Netralitas ASN Terkendala Kepala Daerah
KOMPAS - Senin, 05 Februari 2018 - 5 Februari 2018
Kepala daerah, yang merupakan jabatan politik, sesuai regulasi merupakan pejabat pembina kepegawaian yang menentukan nasib karier aparatur sipil negara.
Posisi kepala daerah sebagai pejabat pembina kepegawaian membuat aparatur sipil negara sulit diharapkan sepenuhnya netral dalam penyelenggaraan pemilihan kepala daerah. Kepala daerah yang merupakan jabatan politik memberikan petahana peluang memengaruhi aparatur sipil negara agar turut memenangkannya dalam pemilihan kepala daerah.
Direktur Eksekutif Komite Pemantauan Pelaksanaan Otonomi Daerah (KPPOD) Robert Endi Jaweng, di Jakarta, Minggu (4/2), mengatakan, menjadi satunya tanggung jawab pejabat pembina kepegawaian (PPK) pada kepala daerah adalah salah satu alasan struktural yang menyebabkan netralitas sulit terjadi di daerah. Menurut Endi, para aparatur sipil negara (ASN) merasa nasib karier dan masa depan mereka berada di tangan kepala daerah.
Dalam Pasal 375 Ayat (4) Undang-Undang Nomor 32 Tahun 2014 tentang Otonomi Daerah disebutkan, salah satu tugas kepala daerah, dalam hal ini gubernur, adalah pembina umum dalam hal kepegawaian di daerah.
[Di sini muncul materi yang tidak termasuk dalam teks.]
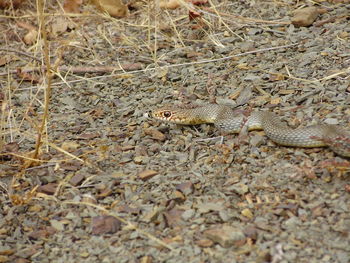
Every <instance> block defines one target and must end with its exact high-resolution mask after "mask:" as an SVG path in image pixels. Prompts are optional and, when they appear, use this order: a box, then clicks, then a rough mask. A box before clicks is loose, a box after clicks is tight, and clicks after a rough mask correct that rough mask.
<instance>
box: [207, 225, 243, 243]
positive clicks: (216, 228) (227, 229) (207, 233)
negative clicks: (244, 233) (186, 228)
mask: <svg viewBox="0 0 350 263" xmlns="http://www.w3.org/2000/svg"><path fill="white" fill-rule="evenodd" d="M204 236H205V237H207V238H209V239H210V240H212V241H213V242H215V243H219V244H220V245H221V246H222V247H225V248H228V247H230V246H232V245H234V244H235V243H238V242H239V243H241V241H243V240H245V236H244V234H243V232H242V231H241V230H240V229H239V228H235V227H231V226H222V227H219V228H214V229H210V230H207V231H205V232H204Z"/></svg>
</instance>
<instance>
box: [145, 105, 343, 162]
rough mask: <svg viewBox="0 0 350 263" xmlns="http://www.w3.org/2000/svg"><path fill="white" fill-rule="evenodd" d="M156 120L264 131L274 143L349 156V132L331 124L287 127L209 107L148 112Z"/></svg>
mask: <svg viewBox="0 0 350 263" xmlns="http://www.w3.org/2000/svg"><path fill="white" fill-rule="evenodd" d="M151 116H152V117H153V118H155V119H158V120H162V121H166V122H172V123H177V124H183V125H196V124H203V123H212V124H214V125H215V126H216V127H217V128H219V129H220V130H222V131H225V132H231V133H239V132H240V131H241V130H242V128H243V127H245V128H246V129H248V130H264V132H265V134H266V135H267V136H268V137H269V138H270V139H271V140H272V141H274V142H275V143H277V144H280V145H285V146H294V147H324V146H328V147H330V148H331V149H332V150H333V151H334V152H335V153H337V154H338V155H341V156H344V157H350V133H348V132H347V131H346V130H345V128H343V127H340V126H339V125H333V124H317V125H312V126H307V127H299V128H296V129H293V128H290V127H289V126H287V125H286V124H285V123H283V122H282V121H281V120H280V119H279V118H278V117H277V116H276V115H275V114H273V113H272V112H268V111H253V112H251V113H249V114H245V113H243V112H242V111H237V110H233V109H232V108H231V107H229V106H226V105H218V104H208V105H204V106H199V107H196V108H190V109H181V108H172V107H170V108H160V109H158V110H155V111H153V112H152V113H151Z"/></svg>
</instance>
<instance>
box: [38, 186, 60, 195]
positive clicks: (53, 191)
mask: <svg viewBox="0 0 350 263" xmlns="http://www.w3.org/2000/svg"><path fill="white" fill-rule="evenodd" d="M57 186H58V184H56V183H48V184H44V185H41V186H39V187H38V189H37V192H39V193H44V194H47V195H53V194H54V193H55V192H56V188H57Z"/></svg>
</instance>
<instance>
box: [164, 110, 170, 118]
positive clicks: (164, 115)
mask: <svg viewBox="0 0 350 263" xmlns="http://www.w3.org/2000/svg"><path fill="white" fill-rule="evenodd" d="M163 115H164V117H165V118H170V117H171V112H170V111H164V113H163Z"/></svg>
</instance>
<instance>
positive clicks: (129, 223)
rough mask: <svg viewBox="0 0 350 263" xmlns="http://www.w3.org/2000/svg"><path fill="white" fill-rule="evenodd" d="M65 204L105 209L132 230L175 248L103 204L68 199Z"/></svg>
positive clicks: (157, 242)
mask: <svg viewBox="0 0 350 263" xmlns="http://www.w3.org/2000/svg"><path fill="white" fill-rule="evenodd" d="M63 204H72V205H85V206H91V207H94V208H96V209H98V210H100V211H103V212H104V213H105V214H107V215H109V216H113V217H114V218H116V219H118V220H119V221H120V222H122V223H124V224H126V225H127V226H128V227H129V229H132V230H135V231H137V232H138V233H140V234H142V235H144V236H146V237H148V238H149V239H151V240H153V241H155V242H156V243H158V244H159V245H161V246H163V247H165V248H167V249H169V250H174V248H172V247H171V246H169V245H168V244H166V243H165V242H163V241H162V240H160V239H159V238H157V237H155V236H154V235H152V234H150V233H148V232H146V231H145V230H142V229H140V228H138V227H137V226H136V225H134V224H132V223H131V222H129V221H127V220H125V219H124V218H122V217H120V216H118V215H115V214H114V213H112V212H110V211H108V210H107V209H105V208H104V207H102V206H99V205H95V204H91V203H87V202H74V201H66V202H63Z"/></svg>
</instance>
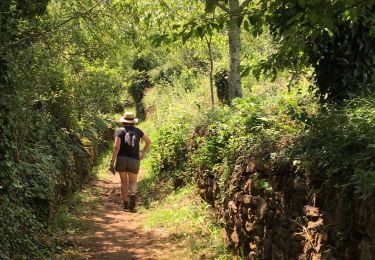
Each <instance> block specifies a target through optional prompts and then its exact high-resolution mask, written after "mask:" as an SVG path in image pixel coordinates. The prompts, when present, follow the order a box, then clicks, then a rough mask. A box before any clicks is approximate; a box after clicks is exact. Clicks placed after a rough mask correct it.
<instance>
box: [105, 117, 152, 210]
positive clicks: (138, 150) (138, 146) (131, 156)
mask: <svg viewBox="0 0 375 260" xmlns="http://www.w3.org/2000/svg"><path fill="white" fill-rule="evenodd" d="M120 122H121V123H122V124H123V127H121V128H119V129H118V130H117V131H116V133H115V145H114V147H113V152H112V159H111V162H110V166H109V170H110V171H111V172H112V173H113V174H115V172H116V171H117V172H119V174H120V178H121V195H122V198H123V201H124V204H123V208H124V209H129V210H131V211H133V210H134V208H135V203H136V193H137V176H138V172H139V166H140V161H141V160H143V158H144V157H145V154H146V153H147V151H148V150H149V148H150V145H151V139H150V138H149V137H148V136H147V135H145V134H144V133H143V132H142V130H141V129H139V128H137V127H135V124H136V123H137V122H138V118H135V116H134V113H132V112H125V114H124V116H123V117H121V118H120ZM140 140H143V141H144V142H145V145H144V147H143V149H142V151H140V149H139V146H140ZM129 188H130V196H129V199H128V190H129Z"/></svg>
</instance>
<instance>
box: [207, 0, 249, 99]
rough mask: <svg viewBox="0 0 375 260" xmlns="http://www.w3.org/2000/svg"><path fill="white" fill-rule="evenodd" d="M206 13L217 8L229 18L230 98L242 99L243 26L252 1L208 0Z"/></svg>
mask: <svg viewBox="0 0 375 260" xmlns="http://www.w3.org/2000/svg"><path fill="white" fill-rule="evenodd" d="M205 2H206V12H208V13H210V12H213V11H214V10H215V9H216V7H219V8H220V9H222V10H223V11H224V12H225V13H226V14H227V16H228V21H227V24H228V40H229V55H230V62H229V64H230V70H229V98H235V97H242V83H241V75H240V64H241V56H240V50H241V24H242V21H243V12H244V10H245V8H246V7H247V6H248V5H249V4H250V2H251V1H250V0H245V1H243V2H242V3H240V1H239V0H229V1H227V0H206V1H205Z"/></svg>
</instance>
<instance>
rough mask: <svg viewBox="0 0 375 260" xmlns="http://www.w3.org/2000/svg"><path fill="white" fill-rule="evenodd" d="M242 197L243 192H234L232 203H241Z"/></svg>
mask: <svg viewBox="0 0 375 260" xmlns="http://www.w3.org/2000/svg"><path fill="white" fill-rule="evenodd" d="M242 196H243V192H242V191H240V192H236V193H235V194H234V201H237V202H242Z"/></svg>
Pada UU Nomor 43 Tahun 1999 tentang Pokok-pokok Kepegawaian Negara dan Peraturan Pemerintah Nomor 9 Tahun 2003 tentang Wewenang
Pengangkatan, Pemindahan, dan Pemberhentian PNS disebutkan kewenangan PPK di daerah yang cukup luas, mulai dari pengangkatan hingga pemberhentian.
Kewenangan PPK yang luas itulah, menurut Endi, membuat ASN mendekatkan diri kepada pasangan calon kepala daerah yang berpeluang besar memenangkan pemilihan kepala daerah (pilkada).
“Jadi, memang ketakutan mereka kepada kepala daerah sangat tinggi karena menyangkut hidup mereka. Kalau PPK berada di bupati atau wali kota, mereka akan takut kepada PPK dalam hal ini kepala daerah dibandingkan APIP (aparat pengawasan intern pemerintah). Sebab, nasib dan masa depan mereka ada di tangan PPK,” tutur Endi.
Banyak laporan
Pemerintah telah menerbitkan aturan, di antaranya dengan surat edaran, untuk menjaga netralitas ASN. Namun, tanpa pengawasan yang serius di lapangan, surat tersebut tidak cukup efektif menjaga netralitas ASN dalam pilkada.
Secara terpisah, Wakil Ketua Komisi Aparatur Sipil Negara II (KASN) Irham Dilmy menuturkan, temuan di daerah cukup banyak ketika proses kontestasi politik di daerah baru pada tahap persiapan. Laporan yang masuk lebih banyak menyinggung netralitas PNS di daerah, terutama yang diduga menyalahgunakan kewenangannya.
Beberapa laporan yang diterima KASN sebagai bentuk ASN tidak netral dalam pilkada, misalnya, memberi tanda suka atas unggahan salah satu kandidat kepala daerah di media sosial. Irham mengatakan, ada juga yang terang-terangan mengantar pasangan bakal calon kepala daerah mendaftar ke Komisi Pemilihan Umum Daerah.
Sesuai data Kementerian Dalam Negeri, ada 154 ASN yang mendaftar sebagai bakal calon kepala daerah dalam Pilkada 2018. Kemendagri juga mencatat ada 1.256 laporan dan 878 temuan pelanggaran ASN pada pilkada serentak 2017.
Pakta integritas
Selain itu, penangkapan sejumlah kepala daerah dalam kasus korupsi juga menunjukkan rendahnya keseriusan mereka membangun tata kelola pemerintahan yang akuntabel. Padahal, mereka telah membuat pakta integritas bekerja sama dengan Komisi Pemberantasan Korupsi untuk mencegah praktik korupsi di lingkungan kerjanya.
“Orang-orang seperti ini pada akhirnya akan tumbang satu per satu karena perilaku mereka sendiri. Karena telah mengkhianati orang yang dipimpinnya. Prosesnya berjalan seperti saringan, mana yang komitmennya palsu, mana yang serius,” kata Febri, Sabtu (3/2).